The arrests are the latest development in a series of protests attempting to open talks with the Newfoundland and Labrador government over the $7.7 billion hydroelectric dam, which remains popular in the region, supplying power to major urban centres in Newfoundland and Nova Scotia, despite the lack of consent from NCC.

“The Muskrat Falls hydroelectric development and transmission lines are in the heart of our traditional territories,” Todd Russell, NCC president, told Windspeaker. “It’s the area where we hunt, where we fish, where we have built homes, where our people have trapped.

“People have serious and very fundamental environmental concerns with the dam. It is in an area that is very close to many of our people. People have concerns about the impacts on fish and wildlife, and the fact that it will destroy our river. People are also concerned, of course, that this is being done without any regard for our Aboriginal rights. There’s laws in this country that are supposed to protect our rights, as well as those who want to move ahead with development.”

The Aboriginal group was once known as the Labrador Métis Association. But in 2006–after new scholarly research proved their long-held insistence that they were direct descendants of Inuit communities that interacted with European settlers on the Atlantic coast since at least the 17th century–the group changed its name to the NunatuKavut Community Council, fuelling its decades-old land claim over sizeable territories in the province.
NunatuKavut means “Our Ancient Land,” but the group’s territorial claim remains unrecognized by the government, which hopes to develop lucrative industrial projects in the area, such as Muskrat Falls. The community is asserting its land claim under the Labrador Inuit treaty signed in 1765, as well as Aboriginal rights based on the community’s long presence in the region, and “cultural continuity with our Inuit ancestors,” Russell said.

“We’ve always been Inuit descendants. That’s a fact that’s never changes,” Russell explained. “We’re mixed-bloods, just like many populations in Canada, the United States or around the world.
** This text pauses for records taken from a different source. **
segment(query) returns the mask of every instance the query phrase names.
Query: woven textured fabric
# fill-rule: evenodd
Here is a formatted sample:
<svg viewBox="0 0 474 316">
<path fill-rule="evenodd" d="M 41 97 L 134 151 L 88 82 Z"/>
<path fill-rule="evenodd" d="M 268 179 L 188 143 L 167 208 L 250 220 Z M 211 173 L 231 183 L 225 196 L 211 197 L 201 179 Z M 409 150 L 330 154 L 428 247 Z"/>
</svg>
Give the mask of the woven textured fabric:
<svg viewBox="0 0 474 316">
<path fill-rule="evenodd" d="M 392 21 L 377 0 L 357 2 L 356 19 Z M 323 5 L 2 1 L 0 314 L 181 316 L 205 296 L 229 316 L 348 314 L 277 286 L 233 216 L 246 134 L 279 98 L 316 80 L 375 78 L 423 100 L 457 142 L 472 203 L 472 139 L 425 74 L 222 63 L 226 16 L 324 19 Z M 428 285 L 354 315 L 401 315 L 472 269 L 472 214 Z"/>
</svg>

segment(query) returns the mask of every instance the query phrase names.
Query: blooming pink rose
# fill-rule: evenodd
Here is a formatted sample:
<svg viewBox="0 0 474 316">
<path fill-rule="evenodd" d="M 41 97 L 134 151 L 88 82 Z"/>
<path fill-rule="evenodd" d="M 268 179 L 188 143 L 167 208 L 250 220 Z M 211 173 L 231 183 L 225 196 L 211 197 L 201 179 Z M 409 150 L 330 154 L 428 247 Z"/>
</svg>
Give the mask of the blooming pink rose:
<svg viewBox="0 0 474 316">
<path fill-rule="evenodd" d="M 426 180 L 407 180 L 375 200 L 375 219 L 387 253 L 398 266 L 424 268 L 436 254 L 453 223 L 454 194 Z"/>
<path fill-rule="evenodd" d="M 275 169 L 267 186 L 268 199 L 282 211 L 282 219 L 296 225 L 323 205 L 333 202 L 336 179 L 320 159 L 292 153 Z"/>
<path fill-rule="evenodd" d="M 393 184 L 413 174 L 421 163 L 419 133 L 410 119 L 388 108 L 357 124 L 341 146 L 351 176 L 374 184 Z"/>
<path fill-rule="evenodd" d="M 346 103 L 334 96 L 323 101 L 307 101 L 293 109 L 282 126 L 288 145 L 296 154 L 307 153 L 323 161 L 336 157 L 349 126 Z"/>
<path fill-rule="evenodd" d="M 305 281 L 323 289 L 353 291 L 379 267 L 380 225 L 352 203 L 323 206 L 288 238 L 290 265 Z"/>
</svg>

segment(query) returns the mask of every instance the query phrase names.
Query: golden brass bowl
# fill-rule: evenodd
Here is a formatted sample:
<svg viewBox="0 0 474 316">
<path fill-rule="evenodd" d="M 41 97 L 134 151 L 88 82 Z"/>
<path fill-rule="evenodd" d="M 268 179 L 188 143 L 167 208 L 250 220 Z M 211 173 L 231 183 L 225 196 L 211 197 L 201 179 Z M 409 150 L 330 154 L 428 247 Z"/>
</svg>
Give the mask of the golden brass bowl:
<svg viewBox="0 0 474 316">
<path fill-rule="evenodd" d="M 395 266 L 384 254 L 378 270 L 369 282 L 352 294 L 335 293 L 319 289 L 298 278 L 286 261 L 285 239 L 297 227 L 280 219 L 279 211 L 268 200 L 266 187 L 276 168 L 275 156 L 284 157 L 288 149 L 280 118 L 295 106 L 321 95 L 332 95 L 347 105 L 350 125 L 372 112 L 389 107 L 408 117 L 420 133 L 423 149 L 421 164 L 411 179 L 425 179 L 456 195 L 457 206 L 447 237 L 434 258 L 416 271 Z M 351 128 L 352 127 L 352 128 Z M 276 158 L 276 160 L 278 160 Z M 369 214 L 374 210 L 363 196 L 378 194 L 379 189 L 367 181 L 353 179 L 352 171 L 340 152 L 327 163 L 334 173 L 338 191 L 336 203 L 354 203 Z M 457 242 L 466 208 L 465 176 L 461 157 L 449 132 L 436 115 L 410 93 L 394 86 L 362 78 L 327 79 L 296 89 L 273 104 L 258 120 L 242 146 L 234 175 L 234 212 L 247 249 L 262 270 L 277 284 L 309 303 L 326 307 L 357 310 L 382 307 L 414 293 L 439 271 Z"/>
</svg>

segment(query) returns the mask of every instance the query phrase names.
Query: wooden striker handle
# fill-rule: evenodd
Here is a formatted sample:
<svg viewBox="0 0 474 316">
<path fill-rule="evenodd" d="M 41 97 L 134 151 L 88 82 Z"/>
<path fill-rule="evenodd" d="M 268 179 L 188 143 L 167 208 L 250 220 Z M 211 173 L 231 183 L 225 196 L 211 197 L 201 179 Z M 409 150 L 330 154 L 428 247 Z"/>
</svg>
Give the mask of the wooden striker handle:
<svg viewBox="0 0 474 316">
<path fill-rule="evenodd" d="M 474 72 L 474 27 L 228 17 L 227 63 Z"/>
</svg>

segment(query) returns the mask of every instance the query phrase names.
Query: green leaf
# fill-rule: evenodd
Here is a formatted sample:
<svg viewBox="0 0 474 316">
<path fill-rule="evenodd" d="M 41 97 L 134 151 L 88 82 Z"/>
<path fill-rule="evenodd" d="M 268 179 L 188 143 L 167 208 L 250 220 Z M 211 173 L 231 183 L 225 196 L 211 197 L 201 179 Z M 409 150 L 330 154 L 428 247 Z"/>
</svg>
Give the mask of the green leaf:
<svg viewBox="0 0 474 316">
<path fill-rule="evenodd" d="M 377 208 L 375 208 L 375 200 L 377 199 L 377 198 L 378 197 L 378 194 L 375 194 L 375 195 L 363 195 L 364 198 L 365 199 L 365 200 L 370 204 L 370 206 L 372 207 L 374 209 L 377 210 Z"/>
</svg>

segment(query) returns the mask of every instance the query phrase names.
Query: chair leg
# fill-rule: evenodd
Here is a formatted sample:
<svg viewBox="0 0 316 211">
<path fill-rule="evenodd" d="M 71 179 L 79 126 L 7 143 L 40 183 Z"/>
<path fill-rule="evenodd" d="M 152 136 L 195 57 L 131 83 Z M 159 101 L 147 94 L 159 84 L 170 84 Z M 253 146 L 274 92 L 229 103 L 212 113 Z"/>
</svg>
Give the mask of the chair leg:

“We are the ancestors of the historical Inuit that existed along the coast of Labrador–the same blood that flowed in the veins of our ancestors is the same blood in us today. Nothing has changed in terms of the people; the people are still here, we still occupy this land... They have no regard for the Aboriginal peoples that live here.”

One prominent supporter of the Muskrat Falls project is former lieutenant-governor John Crosbie, who argues that, despite some opposition to the project, the province should advocate for it as an important revenue source.

“I don’t give a damn what anybody else thinks about it,” he told CBC. “I think this is a risk worth taking.

“Now that I’m out of the lieutenant-governorship and have the right to express my own views, I’m going to be very supportive.”

Despite the arrests, the NCC released a statement on its Web site promising it was undaunted in its opposition to the Muskrat Falls dam.

“On behalf of all the people of NCC, we thank everyone for their commitment and participation in this weekend’s protest,” the group stated. “It was a great show of solidarity, strength and determination. We should all be very proud. This fight for rights continues.”